Putting one’s soul into a piece of writing is fine but chaos without any kind of control is just that: chaos. Writing needs to be a sort of controlled chaos, an artfully executed act of insanity. Before writing my novel, I wrote short stories as practice and I didn’t bother with outlines or treatments. I trusted my instincts to get me where I needed to go. However, I had read in a writing magazine about the usefulness of outlining and planning so I gave it a try on one of my short stories which actually serves as an extension of my novel’s universe, more on that later though. In any case, I found that, prior to what I had been doing, the outline served as something very helpful. I had shied away from outlines mostly because I was afraid that by making an outline, I would make the story feel artificial, that readers would read it and feel that I was not being spontaneous and I was somehow being dishonest. To the contrary, the outline proved to be extremely profitable for creativity and making what would have been a sprawling jumble into a coherent picture that I could work off of. Even doing just a treatment (a fairly short summary of major plot points and characters) of your idea, may help you develop new ideas at an incredible pace as you don’t have to worry about finding the right words, just the skeletal ideas you will build the meat of your novel around. However, I learned something else: don’t be afraid to stray from the outline. Like the first draft, the outline is raw material for you to work with and to act as a guide. However if something doesn’t work or you want to take your story in a new direction, try it. Keep experimenting till you find the path you want to walk down. Then again, some people may find that the outline is only a distraction and that just diving in and seeing what can be dug up is the way to go. If you’re one of these people and this works for you, then stick to it though if you’re undecided or haven’t given the outline method a try, do so and see what comes of it. Sometimes a lot may come, yet it’s no good if it gets lost which brings me to a bit of practical advise.

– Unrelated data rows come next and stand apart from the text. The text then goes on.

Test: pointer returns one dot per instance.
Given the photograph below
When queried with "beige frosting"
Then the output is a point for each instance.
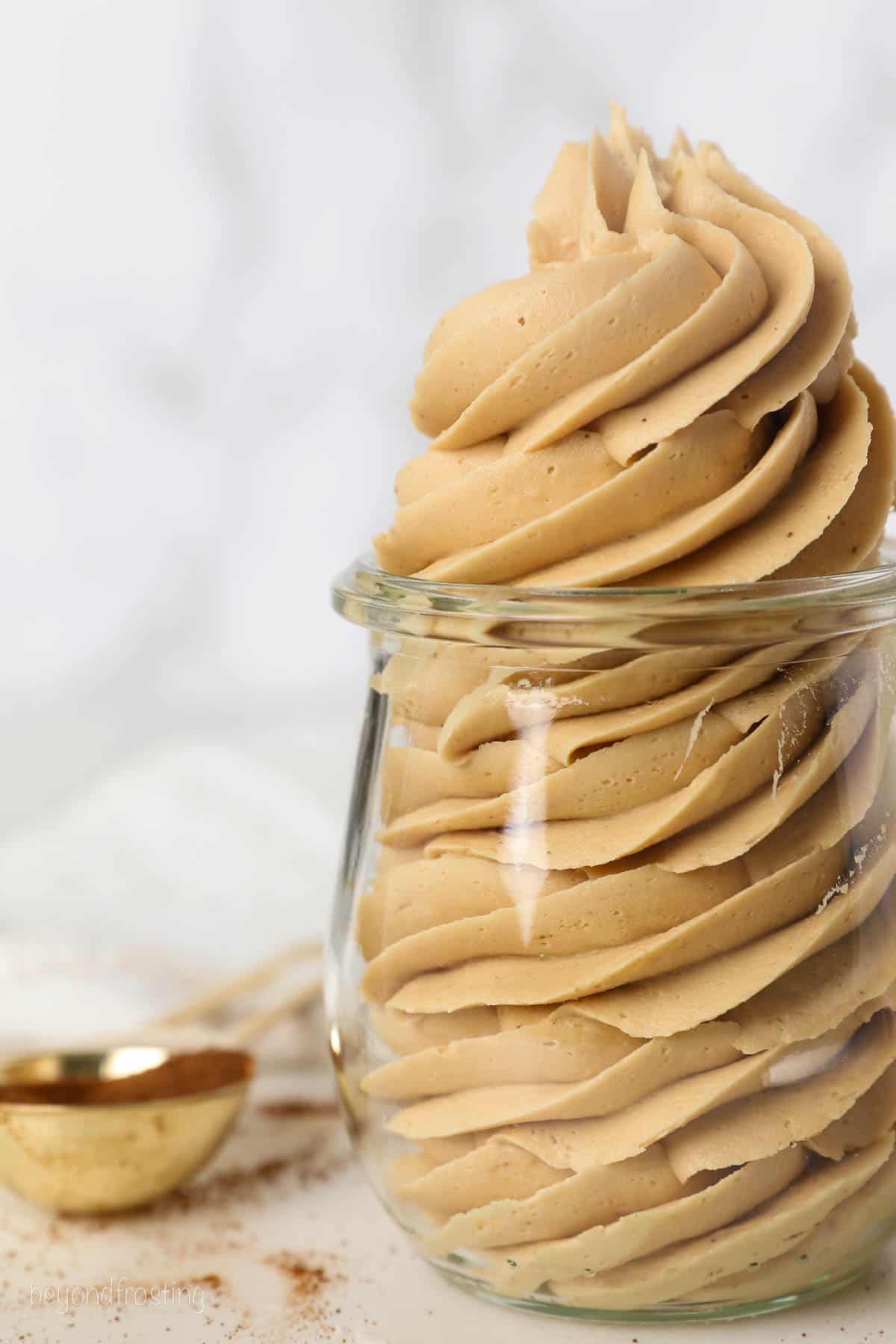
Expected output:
(630, 948)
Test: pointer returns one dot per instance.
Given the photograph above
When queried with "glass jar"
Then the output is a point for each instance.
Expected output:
(613, 964)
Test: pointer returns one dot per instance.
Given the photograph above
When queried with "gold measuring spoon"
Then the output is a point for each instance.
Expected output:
(100, 1130)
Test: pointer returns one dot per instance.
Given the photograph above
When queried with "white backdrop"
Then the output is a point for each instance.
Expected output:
(225, 233)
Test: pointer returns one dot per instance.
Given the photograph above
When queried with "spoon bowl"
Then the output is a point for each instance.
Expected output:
(99, 1132)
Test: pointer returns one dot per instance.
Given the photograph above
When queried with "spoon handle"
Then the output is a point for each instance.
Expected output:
(226, 992)
(255, 1024)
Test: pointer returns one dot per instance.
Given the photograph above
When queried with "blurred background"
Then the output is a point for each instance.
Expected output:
(225, 231)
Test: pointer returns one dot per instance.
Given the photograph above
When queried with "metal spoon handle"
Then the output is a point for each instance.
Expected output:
(222, 995)
(255, 1024)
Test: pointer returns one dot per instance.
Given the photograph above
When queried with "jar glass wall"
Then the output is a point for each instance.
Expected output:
(613, 965)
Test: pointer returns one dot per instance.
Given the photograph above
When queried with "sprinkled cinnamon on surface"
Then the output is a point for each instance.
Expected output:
(297, 1107)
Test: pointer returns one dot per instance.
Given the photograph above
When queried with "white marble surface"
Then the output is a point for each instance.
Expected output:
(282, 1191)
(226, 228)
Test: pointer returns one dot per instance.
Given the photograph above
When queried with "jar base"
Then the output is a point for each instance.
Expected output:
(669, 1315)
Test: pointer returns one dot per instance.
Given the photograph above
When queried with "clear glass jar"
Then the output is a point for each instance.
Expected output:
(615, 954)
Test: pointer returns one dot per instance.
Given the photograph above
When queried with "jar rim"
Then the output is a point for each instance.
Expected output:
(370, 596)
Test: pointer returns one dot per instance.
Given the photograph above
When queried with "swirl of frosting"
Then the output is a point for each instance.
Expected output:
(665, 398)
(630, 949)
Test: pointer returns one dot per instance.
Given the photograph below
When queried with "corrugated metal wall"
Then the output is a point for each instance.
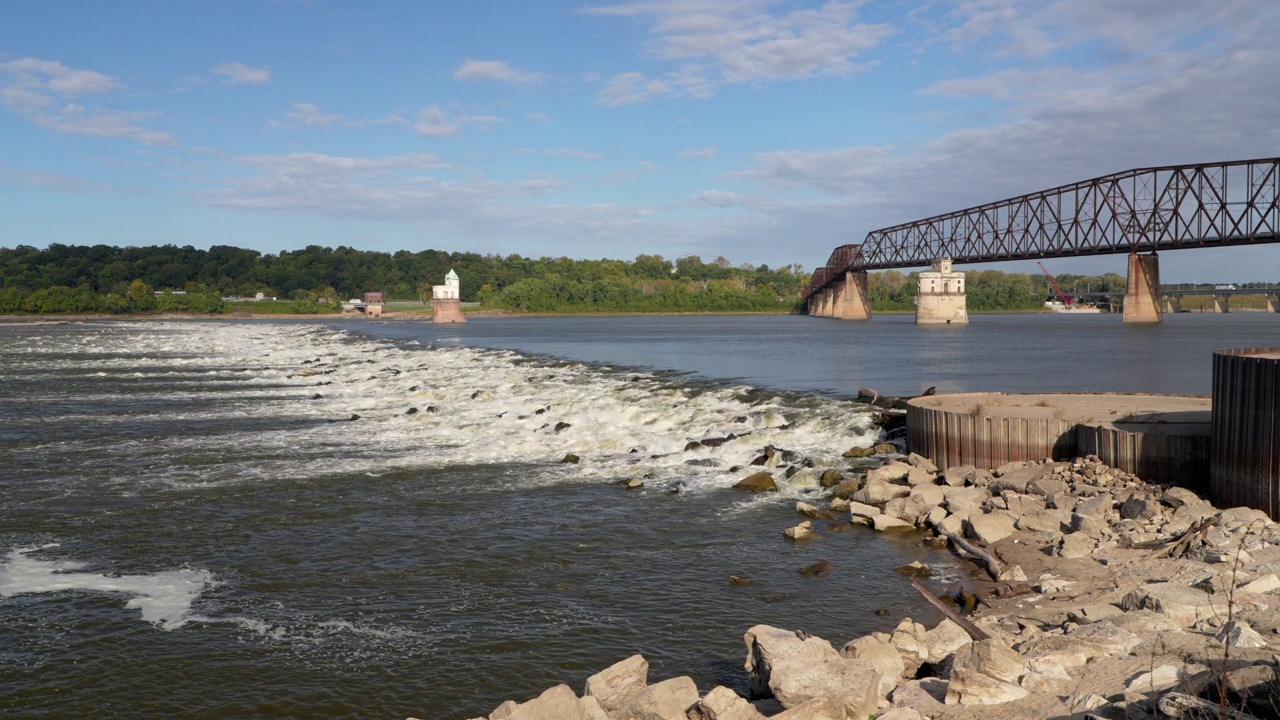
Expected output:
(1156, 458)
(1244, 465)
(973, 438)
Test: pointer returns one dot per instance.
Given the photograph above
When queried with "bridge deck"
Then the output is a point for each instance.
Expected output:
(1141, 210)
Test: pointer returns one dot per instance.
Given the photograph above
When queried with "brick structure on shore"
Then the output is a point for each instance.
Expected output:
(446, 301)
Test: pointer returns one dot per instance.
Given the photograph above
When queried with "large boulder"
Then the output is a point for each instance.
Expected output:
(890, 472)
(944, 641)
(1045, 520)
(922, 463)
(863, 510)
(796, 669)
(1180, 604)
(959, 475)
(558, 703)
(990, 528)
(986, 673)
(961, 501)
(668, 700)
(827, 707)
(723, 703)
(618, 683)
(878, 492)
(890, 523)
(1018, 479)
(885, 657)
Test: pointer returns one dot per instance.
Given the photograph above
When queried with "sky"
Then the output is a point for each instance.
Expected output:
(754, 130)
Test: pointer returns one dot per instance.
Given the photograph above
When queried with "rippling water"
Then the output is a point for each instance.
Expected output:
(192, 524)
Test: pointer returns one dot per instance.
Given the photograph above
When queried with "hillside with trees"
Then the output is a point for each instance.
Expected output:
(100, 278)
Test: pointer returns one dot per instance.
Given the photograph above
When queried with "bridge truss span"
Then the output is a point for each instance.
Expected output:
(1141, 210)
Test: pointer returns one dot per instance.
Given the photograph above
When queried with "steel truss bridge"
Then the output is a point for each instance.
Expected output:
(1142, 210)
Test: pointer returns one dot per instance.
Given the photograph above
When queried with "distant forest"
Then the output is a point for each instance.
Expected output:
(100, 278)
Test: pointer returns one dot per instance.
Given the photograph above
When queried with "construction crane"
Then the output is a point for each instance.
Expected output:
(1066, 301)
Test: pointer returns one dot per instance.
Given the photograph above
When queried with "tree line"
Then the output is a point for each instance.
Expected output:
(100, 278)
(67, 278)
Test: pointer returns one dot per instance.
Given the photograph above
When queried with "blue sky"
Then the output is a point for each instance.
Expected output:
(762, 131)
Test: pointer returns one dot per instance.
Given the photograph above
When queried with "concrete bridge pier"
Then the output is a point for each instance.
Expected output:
(851, 300)
(1142, 295)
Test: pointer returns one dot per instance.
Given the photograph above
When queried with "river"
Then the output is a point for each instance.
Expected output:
(192, 524)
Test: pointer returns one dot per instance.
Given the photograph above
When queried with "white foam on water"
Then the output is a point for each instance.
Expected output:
(474, 406)
(164, 598)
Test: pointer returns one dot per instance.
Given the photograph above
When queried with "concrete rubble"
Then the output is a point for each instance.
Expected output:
(1109, 598)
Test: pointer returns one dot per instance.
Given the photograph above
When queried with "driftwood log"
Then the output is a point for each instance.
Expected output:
(974, 630)
(987, 560)
(1179, 705)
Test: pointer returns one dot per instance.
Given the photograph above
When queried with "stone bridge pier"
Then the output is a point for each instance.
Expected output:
(1142, 295)
(845, 299)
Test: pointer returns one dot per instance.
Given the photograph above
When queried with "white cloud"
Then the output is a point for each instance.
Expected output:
(408, 188)
(432, 122)
(576, 154)
(718, 199)
(1207, 95)
(740, 41)
(496, 71)
(705, 153)
(46, 94)
(238, 73)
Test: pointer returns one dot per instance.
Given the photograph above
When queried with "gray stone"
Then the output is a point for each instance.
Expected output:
(922, 463)
(986, 673)
(881, 655)
(758, 482)
(1155, 680)
(1046, 486)
(795, 670)
(944, 641)
(1018, 479)
(929, 496)
(1019, 504)
(799, 532)
(958, 475)
(1095, 506)
(862, 510)
(988, 529)
(888, 523)
(891, 472)
(723, 703)
(964, 500)
(1176, 497)
(1238, 633)
(1264, 584)
(1075, 545)
(919, 477)
(1139, 506)
(557, 703)
(618, 683)
(1088, 525)
(878, 492)
(668, 700)
(1043, 520)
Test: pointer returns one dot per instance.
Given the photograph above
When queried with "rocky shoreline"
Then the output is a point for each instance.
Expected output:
(1107, 598)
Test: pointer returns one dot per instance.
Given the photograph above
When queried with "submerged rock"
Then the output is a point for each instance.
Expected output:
(758, 482)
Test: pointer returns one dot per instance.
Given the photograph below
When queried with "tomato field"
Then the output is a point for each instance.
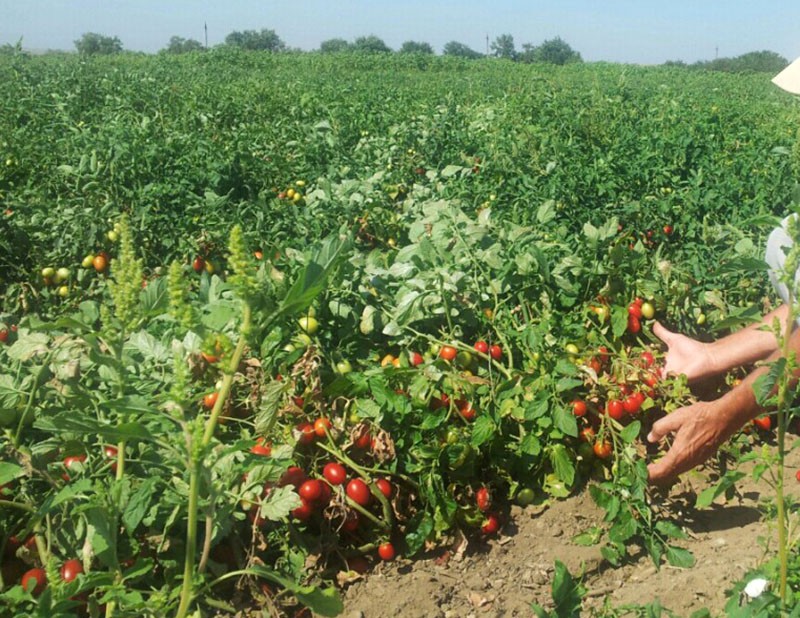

Back up your data. The short story I had made a draft for, and that explained part of the origins of the novel, was lost when my motherboard shorted out. It was complete and was awaiting revision when it was wiped out. I never thought that this could happen and so didn’t store a copy in a second location. All that work was lost. So learn to expect the unexpected and protect your work like it was your child, which isn’t far from the truth in a way. But in any case, if you’re using a computer, make back up copies on multiple devices. Thumb drives don’t cost that much you know. If you’re doing it the classical way, with a pen or typewriter, make photocopies and store them somewhere safe. You do not want to put weeks or months of work into something only to have a freak accident erase it all.

These are just a few of the ideas I had about the craft of writing coming into it and what I found when I actually got down to work. I’m sure there are more preconceived notions out there and if there are, leave a post. Let’s see how many we can come up with. But the most important thing is that this is a learning process and the more you do it, the more you will come to appreciate writing as something both difficult and sometimes brutal, yet nuanced and uplifting. No matter what, if you want to write, go for it and don’t stop till you’ve put that last word down.